Reducing sugar content
“Investing £22m into our already world-class manufacturing facility will give us greater opportunity to produce the variety of sweets that we know bring childlike happiness to our customers. We focus on making great tasting treats that are just sweet enough and will continue to look for ways to reduce sugar content where we can.”
The investment followed a strengthened initiative from Haribo to reformulate its products to contain less sugar. IN 2018, the confectionery firm launched its first reduced sugar treat, Fruitilicious and has since gone on to reformulate its Jelly Babies to contain 25% less sugar than comparable products.

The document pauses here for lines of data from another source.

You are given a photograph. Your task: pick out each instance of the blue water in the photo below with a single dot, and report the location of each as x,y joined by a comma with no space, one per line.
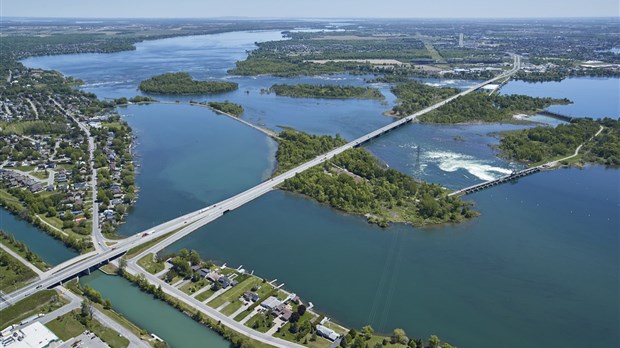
49,249
539,267
592,97
189,158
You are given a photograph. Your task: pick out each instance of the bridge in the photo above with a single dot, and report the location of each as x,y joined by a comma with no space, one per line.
501,180
188,223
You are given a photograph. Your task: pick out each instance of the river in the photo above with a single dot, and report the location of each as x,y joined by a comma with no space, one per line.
539,267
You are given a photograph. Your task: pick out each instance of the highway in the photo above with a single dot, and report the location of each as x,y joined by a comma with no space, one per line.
192,221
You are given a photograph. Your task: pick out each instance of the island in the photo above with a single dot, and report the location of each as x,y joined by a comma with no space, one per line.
583,140
227,107
181,83
326,91
474,107
355,182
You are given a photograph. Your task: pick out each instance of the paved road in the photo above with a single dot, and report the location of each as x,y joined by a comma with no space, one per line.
21,259
210,312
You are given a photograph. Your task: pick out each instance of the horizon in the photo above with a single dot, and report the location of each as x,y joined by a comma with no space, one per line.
318,9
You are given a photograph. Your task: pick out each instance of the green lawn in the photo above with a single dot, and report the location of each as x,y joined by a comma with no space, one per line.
40,174
41,302
232,307
260,323
68,326
235,292
205,295
192,287
14,274
135,251
149,265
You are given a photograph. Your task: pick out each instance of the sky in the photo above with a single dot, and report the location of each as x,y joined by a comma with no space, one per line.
309,8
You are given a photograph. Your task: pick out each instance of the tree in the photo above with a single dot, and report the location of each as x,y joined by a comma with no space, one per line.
399,336
301,309
433,341
368,331
86,309
294,317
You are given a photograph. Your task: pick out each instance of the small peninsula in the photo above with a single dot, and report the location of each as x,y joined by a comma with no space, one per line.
474,107
227,107
326,91
600,139
181,83
355,182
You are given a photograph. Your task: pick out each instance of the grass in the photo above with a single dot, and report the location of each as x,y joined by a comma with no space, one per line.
264,292
379,339
259,323
10,199
14,274
109,269
192,287
41,174
235,292
232,307
137,250
40,264
41,302
69,325
150,265
205,295
24,168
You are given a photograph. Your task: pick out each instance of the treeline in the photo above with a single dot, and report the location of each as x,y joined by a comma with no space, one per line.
414,96
295,148
545,143
227,107
326,91
182,83
237,340
80,245
354,182
23,250
480,107
14,273
560,74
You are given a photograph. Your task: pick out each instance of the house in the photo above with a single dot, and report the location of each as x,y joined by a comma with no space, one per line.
79,186
271,303
213,276
225,281
251,296
327,333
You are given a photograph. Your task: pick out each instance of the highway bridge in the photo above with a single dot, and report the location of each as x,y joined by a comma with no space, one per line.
190,222
501,180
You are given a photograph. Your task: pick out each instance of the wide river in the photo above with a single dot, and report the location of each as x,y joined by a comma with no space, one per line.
539,267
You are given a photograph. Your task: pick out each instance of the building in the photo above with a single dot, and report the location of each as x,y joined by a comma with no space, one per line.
326,332
34,335
271,303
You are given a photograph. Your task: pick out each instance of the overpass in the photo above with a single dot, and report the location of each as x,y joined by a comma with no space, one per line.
192,221
500,180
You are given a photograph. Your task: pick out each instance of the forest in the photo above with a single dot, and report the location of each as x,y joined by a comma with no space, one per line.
181,83
355,182
481,107
414,96
326,91
295,148
227,107
546,143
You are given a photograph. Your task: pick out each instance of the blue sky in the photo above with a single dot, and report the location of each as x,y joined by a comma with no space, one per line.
309,8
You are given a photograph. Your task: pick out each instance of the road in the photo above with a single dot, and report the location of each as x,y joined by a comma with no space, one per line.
210,312
21,259
96,236
190,222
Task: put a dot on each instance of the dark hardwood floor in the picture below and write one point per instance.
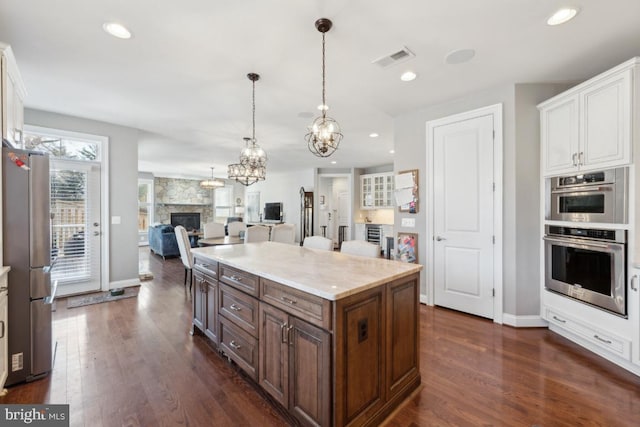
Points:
(132, 362)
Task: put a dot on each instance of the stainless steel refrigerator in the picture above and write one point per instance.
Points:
(26, 243)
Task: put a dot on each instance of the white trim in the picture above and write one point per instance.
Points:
(123, 284)
(528, 321)
(496, 112)
(104, 190)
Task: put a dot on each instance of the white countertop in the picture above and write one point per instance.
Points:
(327, 274)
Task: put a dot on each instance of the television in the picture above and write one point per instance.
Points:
(189, 220)
(273, 212)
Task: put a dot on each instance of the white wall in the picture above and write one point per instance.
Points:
(520, 187)
(285, 187)
(123, 186)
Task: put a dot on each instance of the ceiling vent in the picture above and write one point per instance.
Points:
(402, 55)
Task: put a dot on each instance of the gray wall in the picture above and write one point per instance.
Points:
(123, 185)
(520, 182)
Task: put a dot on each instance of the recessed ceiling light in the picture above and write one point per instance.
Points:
(562, 15)
(407, 76)
(116, 30)
(460, 56)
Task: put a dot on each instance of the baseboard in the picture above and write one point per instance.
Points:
(124, 283)
(529, 321)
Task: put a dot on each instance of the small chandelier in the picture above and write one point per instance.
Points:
(210, 184)
(253, 159)
(324, 133)
(248, 171)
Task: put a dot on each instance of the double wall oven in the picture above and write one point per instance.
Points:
(586, 254)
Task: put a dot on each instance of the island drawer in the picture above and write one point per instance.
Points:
(313, 309)
(206, 266)
(240, 308)
(241, 347)
(239, 279)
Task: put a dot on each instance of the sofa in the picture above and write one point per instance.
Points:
(162, 240)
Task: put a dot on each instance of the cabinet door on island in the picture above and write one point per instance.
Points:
(294, 365)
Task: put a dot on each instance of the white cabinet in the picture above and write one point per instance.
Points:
(360, 233)
(4, 341)
(12, 96)
(376, 191)
(589, 127)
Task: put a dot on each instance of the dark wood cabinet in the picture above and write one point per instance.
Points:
(344, 362)
(294, 365)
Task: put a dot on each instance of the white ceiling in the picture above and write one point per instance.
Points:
(182, 77)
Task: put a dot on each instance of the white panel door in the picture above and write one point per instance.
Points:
(463, 215)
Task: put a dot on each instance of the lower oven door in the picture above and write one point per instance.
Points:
(590, 271)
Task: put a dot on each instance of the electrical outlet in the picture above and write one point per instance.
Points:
(409, 222)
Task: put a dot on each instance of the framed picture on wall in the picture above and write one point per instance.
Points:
(407, 247)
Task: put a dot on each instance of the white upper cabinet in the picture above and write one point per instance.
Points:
(589, 127)
(12, 96)
(376, 191)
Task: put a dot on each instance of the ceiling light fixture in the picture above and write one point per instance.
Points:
(324, 134)
(210, 184)
(253, 160)
(408, 76)
(116, 30)
(562, 16)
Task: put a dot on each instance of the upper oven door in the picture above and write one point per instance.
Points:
(586, 204)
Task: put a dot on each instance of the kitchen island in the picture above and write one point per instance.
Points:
(333, 338)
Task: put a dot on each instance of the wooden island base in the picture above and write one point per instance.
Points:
(343, 359)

“We’ll continue to lead the way in using only as much sugar as we need to deliver the taste and texture that our customers love,” Hughes added.
The past month has seen a number of food and drink firms invest into their production sites.
Mozzarella and pizza cheese manufacturer Dairy Partners has begun construction of a new £15m cheese production site near Stroud, Gloucestershire.
Dairy Partner’s new 7,000m2 facility will be located on a 2.1 hectare greenfield site just outside of Stonehouse and will incorporate production, storage and logistics areas, as well as offices, a test kitchen and café.
Meanwhile, Anglesey-based Mona Island Dairy is to create 100 new jobs as part of a £20m investment into a new cheese factory at its existing facility.
Due for completion in September this year, the 2,322.5m2 facility has been supported by a £3m grant from the Business Innovation and Tourism Escalator Scheme and will produce 7,000 tonnes of cheese a year.